Fulfilling the dream of longtime volunteer Dr. Lawrence DuBose, the Forest Preserve District on Saturday opened its new Honey House at Kline Creek Farm in West Chicago.
“We have a facility now that will permit us to process honey,” DuBose told the 150 visitors gathered for the ribbon-cutting. DuBose also stressed the benefits to education and the bee industry in general.
Forest Preserve Commissioner Michael Formento, District 4, spoke of the unique status of the honeybee. “The bee is more honored than other animals because of what it does for the environment,” he a said.
Amy Roden, reigning American Honey Princess, explained how vital bees are to the American food supply. “They (bees) pollinate about one-third of our diet,” she said. Roden caught everyone’s attention when she pointed out that without the bee’s contribution to the production of tomatoes, cheese and various herbs, Americans would be without a dietary staple: pizza.
State Rep. and former West Chicago Mayor Michael Fortner, R-95th, said, “This is great; it’s a wonderful facility,” and stressed the importance of education. “A lot of people don’t understand the role of honey in our lives,” he said.
The district’s director of education, Dave Guritz, echoed Fortner’s sentiments. “We’ve been working really hard to find new ways to engage the community,” he said. “I think the new Honey House will draw more people.”
As for DuBose, his involvement goes beyond volunteering and paying lip service to an ideal. He also donated $100,000 toward the $255,000 construction price of the facility. For DuBose, bees are a passion; where others see troublesome pests, he sees vital proof of nature’s blessing.
And he warns of a serious threat to them. “I’m concerned that a lot of industry-funded research is misleading the public about the relationship between pesticides and the health of bees,” he said.

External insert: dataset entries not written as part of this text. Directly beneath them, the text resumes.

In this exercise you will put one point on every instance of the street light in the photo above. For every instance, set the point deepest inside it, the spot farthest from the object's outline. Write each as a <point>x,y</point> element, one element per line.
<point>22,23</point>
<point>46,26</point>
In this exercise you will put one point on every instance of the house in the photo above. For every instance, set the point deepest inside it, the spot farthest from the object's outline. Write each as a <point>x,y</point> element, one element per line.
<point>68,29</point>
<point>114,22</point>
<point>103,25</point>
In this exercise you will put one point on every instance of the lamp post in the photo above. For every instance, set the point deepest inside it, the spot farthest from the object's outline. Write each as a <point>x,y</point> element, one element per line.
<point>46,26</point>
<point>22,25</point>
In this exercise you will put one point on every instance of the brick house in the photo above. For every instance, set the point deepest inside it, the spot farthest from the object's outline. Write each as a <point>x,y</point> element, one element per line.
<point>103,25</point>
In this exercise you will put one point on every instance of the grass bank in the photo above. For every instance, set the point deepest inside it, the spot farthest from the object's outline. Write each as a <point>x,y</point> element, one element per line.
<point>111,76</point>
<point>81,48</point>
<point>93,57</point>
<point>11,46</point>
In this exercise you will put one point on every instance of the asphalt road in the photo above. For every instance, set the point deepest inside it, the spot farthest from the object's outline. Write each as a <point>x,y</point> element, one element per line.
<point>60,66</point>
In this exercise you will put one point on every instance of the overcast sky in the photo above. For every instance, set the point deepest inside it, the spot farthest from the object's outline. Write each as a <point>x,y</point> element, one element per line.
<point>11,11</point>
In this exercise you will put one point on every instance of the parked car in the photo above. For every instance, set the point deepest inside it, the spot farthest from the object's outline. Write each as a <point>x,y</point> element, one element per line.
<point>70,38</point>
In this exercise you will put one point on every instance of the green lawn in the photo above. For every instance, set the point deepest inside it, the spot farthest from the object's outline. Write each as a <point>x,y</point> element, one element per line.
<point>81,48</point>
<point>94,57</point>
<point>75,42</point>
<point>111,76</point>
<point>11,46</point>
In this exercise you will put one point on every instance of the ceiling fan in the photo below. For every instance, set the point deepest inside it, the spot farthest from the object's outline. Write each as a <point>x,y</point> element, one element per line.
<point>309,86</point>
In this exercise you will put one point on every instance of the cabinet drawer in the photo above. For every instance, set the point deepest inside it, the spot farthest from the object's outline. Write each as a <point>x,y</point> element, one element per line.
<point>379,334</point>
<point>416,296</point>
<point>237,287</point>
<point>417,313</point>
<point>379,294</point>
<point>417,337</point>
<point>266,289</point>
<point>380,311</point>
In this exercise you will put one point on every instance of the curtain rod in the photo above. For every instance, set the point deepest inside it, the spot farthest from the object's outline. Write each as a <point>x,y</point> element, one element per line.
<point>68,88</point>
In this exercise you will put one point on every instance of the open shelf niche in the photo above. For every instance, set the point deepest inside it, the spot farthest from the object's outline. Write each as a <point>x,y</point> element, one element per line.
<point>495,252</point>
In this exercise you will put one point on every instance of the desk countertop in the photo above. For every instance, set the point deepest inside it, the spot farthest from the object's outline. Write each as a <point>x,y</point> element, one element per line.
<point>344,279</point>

DuBose pointed out that many countries have banned the chemicals commonly used in farming in the United States and that he had no doubt the chemicals weakened the immune system of bees.
DuBose said professional beekeepers are well aware of the danger to their product from pesticides and try to always locate their apiaries away from large farms; he blames the misinformation about the risk to the efforts of chemical company lobbying.
Kline Creek Farm is a 200-acre parcel of land that recreates the conditions of a farm in DuPage County in the 1890s.
Along with seasonal exhibits designed to replicate the natural rhythms of nature, the farm produces its own gifts, including soap, toys and books. Education activities like canning, baking and planting are also vital to the farm.
Kline Creek houses about 100,000 honeybees in its apiary, and the hope is that having the new building, with its modern amenities, will enhance the educational process and help the local bee industry at the same time.
Marianne King and her husband Steve have been volunteering at Kline Creek for several years. “It’s great,” Marianne said, “and I’m glad they finally got it completed after all these years.”
King pointed to a sign on the wall reading, “Wanda’s Honey House,” and said it was fitting touch. “That was his wife,” she said.